Ein Ansporn für die neuen nigerianischen Juden waren zu Beginn auch gelegentliche Kontakte zu Israelis, die vorübergehend im Land arbeiteten, häufig im Bauwesen. Das Verhältnis zwischen der israelischen Botschaft in Abuja und der nigerianischen jüdischen Gemeinde ist hingegen ambivalent und hängt stark von der Aufgeschlossenheit des Botschafters ab. Während der eine offen für die Versuche der jüdischen Igbo ist, Kontakte zum Staat Israel herzustellen, ist ein anderer vielleicht auf der Hut: Weder das israelische Außen- noch das Innenministerium sind begeistert von der abwegigen Sorge, dass eine Million Igbo sich auf das „Rückkehrgesetz“ berufen, um israelische Einwanderer und Bürger zu werden. Nigerianer sind weltweit wegen Betrügereien, besonders mit E-Mails, in Verruf – die frommen Igbo-Juden leiden darunter, dass sie damit in Verbindung gebracht werden.

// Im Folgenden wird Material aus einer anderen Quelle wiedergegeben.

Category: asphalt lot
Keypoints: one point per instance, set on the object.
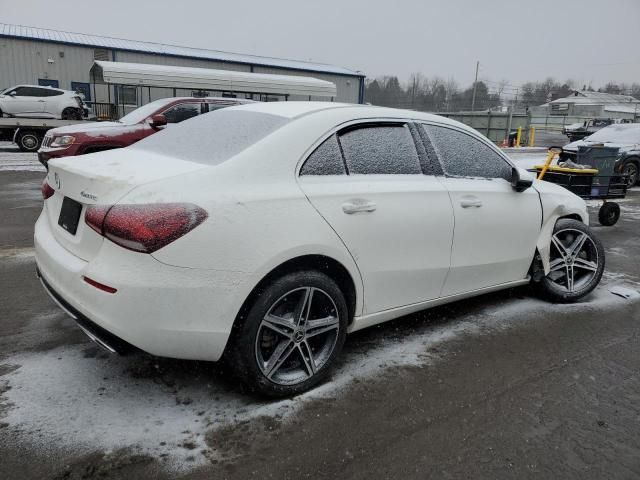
(501, 386)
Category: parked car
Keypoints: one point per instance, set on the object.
(34, 101)
(578, 131)
(93, 137)
(265, 232)
(624, 136)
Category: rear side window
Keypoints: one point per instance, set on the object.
(465, 156)
(213, 138)
(384, 149)
(47, 92)
(182, 111)
(28, 92)
(325, 160)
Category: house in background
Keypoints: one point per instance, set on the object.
(114, 72)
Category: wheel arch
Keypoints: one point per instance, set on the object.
(323, 263)
(543, 250)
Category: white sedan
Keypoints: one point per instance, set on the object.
(288, 225)
(41, 102)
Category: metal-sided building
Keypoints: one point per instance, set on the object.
(76, 61)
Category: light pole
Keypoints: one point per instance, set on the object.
(475, 85)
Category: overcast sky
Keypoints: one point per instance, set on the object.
(590, 41)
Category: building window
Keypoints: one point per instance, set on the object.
(127, 95)
(47, 82)
(82, 88)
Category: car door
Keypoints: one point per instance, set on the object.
(496, 228)
(24, 102)
(367, 182)
(52, 101)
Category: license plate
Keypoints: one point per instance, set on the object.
(70, 215)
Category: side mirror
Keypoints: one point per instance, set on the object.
(158, 120)
(521, 179)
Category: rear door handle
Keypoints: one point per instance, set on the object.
(358, 205)
(470, 202)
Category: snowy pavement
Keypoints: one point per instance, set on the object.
(504, 384)
(12, 159)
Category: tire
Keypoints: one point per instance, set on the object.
(609, 214)
(586, 265)
(273, 356)
(631, 168)
(29, 141)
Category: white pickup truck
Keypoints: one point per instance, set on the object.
(28, 133)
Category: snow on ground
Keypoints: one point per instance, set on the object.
(74, 398)
(12, 159)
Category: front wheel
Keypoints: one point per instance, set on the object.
(291, 335)
(576, 262)
(29, 141)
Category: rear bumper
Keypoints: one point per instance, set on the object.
(160, 309)
(46, 154)
(102, 337)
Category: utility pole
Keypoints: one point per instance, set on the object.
(475, 85)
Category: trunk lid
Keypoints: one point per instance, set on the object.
(100, 179)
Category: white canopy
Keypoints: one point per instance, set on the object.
(208, 79)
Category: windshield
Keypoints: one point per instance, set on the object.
(214, 137)
(622, 133)
(143, 112)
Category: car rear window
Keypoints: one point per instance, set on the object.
(617, 133)
(214, 137)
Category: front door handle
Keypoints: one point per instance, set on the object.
(358, 205)
(470, 202)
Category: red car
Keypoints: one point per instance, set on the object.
(142, 122)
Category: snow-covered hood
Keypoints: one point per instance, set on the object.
(106, 129)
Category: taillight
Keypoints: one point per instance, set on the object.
(47, 190)
(144, 228)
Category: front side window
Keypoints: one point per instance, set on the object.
(462, 155)
(380, 149)
(325, 160)
(182, 111)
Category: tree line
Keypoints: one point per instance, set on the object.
(439, 95)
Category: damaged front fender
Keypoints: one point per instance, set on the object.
(557, 202)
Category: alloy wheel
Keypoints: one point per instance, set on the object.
(29, 142)
(297, 336)
(573, 261)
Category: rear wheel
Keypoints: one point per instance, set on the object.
(29, 141)
(291, 335)
(576, 262)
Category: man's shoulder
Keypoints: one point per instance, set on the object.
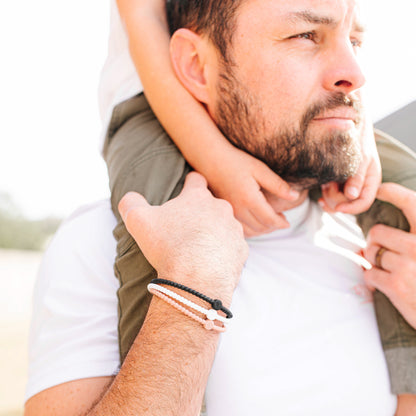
(74, 323)
(88, 229)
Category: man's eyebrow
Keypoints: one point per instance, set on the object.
(309, 16)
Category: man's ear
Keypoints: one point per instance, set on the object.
(192, 60)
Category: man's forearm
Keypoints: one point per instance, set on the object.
(166, 370)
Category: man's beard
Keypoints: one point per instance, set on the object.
(292, 153)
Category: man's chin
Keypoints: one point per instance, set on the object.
(333, 128)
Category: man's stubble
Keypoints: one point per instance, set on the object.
(291, 152)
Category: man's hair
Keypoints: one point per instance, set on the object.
(213, 18)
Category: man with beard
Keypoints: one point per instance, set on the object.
(304, 330)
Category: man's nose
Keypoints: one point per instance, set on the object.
(343, 71)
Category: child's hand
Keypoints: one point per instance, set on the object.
(240, 180)
(359, 192)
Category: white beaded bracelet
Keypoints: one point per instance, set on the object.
(211, 314)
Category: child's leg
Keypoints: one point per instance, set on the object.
(398, 337)
(142, 158)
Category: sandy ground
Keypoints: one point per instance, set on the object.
(17, 276)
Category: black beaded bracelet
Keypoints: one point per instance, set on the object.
(215, 303)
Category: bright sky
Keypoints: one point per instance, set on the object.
(52, 53)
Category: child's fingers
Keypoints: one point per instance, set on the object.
(273, 183)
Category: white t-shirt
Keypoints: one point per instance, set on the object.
(119, 80)
(303, 340)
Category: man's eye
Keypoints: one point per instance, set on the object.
(306, 35)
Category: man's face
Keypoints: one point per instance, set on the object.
(289, 94)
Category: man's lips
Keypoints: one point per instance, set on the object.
(342, 118)
(342, 114)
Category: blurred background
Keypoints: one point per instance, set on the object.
(49, 155)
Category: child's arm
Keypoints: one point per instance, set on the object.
(231, 173)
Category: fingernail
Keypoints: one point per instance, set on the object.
(294, 194)
(353, 192)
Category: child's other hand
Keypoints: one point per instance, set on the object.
(358, 193)
(240, 180)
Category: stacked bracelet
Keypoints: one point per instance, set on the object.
(215, 303)
(176, 300)
(208, 324)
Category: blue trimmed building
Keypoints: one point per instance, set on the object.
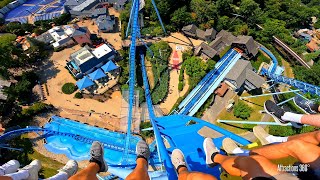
(86, 60)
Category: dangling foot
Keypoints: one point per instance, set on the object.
(142, 150)
(305, 105)
(96, 153)
(177, 159)
(70, 168)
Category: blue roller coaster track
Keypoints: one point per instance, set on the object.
(175, 130)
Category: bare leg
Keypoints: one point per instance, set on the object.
(140, 172)
(88, 173)
(5, 178)
(247, 167)
(184, 174)
(311, 137)
(301, 150)
(311, 119)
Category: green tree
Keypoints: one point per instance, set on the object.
(181, 17)
(272, 27)
(224, 7)
(205, 10)
(223, 23)
(242, 110)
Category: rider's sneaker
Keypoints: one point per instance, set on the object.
(70, 168)
(10, 167)
(142, 150)
(306, 105)
(33, 169)
(229, 145)
(209, 149)
(96, 155)
(275, 111)
(296, 125)
(177, 159)
(261, 134)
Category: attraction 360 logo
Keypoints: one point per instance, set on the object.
(293, 168)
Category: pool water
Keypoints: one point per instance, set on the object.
(77, 150)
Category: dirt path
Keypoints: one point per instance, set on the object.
(288, 71)
(178, 42)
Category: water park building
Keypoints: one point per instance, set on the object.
(62, 36)
(86, 60)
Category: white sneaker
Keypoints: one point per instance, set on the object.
(70, 168)
(209, 149)
(10, 167)
(177, 159)
(33, 169)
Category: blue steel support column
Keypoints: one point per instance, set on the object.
(160, 145)
(159, 17)
(130, 18)
(134, 32)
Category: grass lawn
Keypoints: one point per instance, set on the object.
(261, 57)
(49, 166)
(255, 103)
(287, 69)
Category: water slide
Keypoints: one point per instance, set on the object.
(191, 104)
(304, 87)
(47, 132)
(177, 133)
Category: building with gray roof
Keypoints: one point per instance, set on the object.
(223, 40)
(194, 32)
(247, 44)
(242, 77)
(106, 23)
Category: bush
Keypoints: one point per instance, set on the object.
(242, 110)
(58, 49)
(180, 86)
(34, 109)
(78, 95)
(69, 88)
(290, 130)
(160, 70)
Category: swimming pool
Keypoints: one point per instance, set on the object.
(77, 150)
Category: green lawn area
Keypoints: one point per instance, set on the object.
(224, 51)
(49, 166)
(255, 103)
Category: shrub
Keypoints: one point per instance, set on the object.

Aber sie möchten ohnehin nicht unbedingt nach Israel auswandern. Die Mehrheit der nigerianischen Juden bekennt sich zum Judentum, wie es die meisten Juden in der weltweiten Diaspora tun. „HaSchem, der Allerhöchste, hat uns geholfen, uns als jüdische Gemeinde zu etablieren“, sagt Lawrence Okah, einer der Gründer der Gemeinschaft. „Wir arbeiten mit Ihm. Wir können Israel von Nigeria aus helfen. Ich möchte nicht dorthin gehen und jemandem zur Last fallen.“ Man müsse sich selbst und seiner Kultur treu bleiben – als Igbo und als Jude.

Deshalb wurde auch der traditionelle Brauch der Igbo, die Kolanuss zu segnen, in jüdische Zeremonien integriert. Caliben Ikejuku vergleicht sein Volk gerne mit dem Vogel, der Jahrhunderte mit Schmetterlingen zusammenlebt und schließlich denkt, er sei selbst einer. „Doch der Schmetterling weiß: ‚Nein, das ist ein Vogel!‘“, sagt Ikeju. „Für uns ist es das Beste, wir selbst zu sein, statt uns zu assimilieren, und mit der Wahrheit zu leben“ – als Juden in Nigeria.

Die Igbo – und vor allem die Juden unter ihnen – machen ihrem Ruf, unternehmerisch und innovativ zu sein, alle Ehre. Schon seit langem werden Igbo „die Juden von Afrika“ genannt. Bei einem Chanukka-Fest, an dem ich 2009 teilnahm, hatten die Feiernden aus Coca-Cola-Flaschen eine Menora, den traditionellen Kerzenleuchter, gebastelt. Heute nähen sie ihre eigenen Gebetsmäntel. Ihre ersten Gebetbücher waren unförmige Exemplare, Fotokopien eines der seltenen verfügbaren Originale. Heute haben sie komplette Sätze jüdischer Schriften zur Verfügung – vom Talmud, den Caliben Ikejuku im Ausland gekauft hat, bis hin zu den Büchern der mystischen Kabbala, die auch von Nichtjuden benutzt werden.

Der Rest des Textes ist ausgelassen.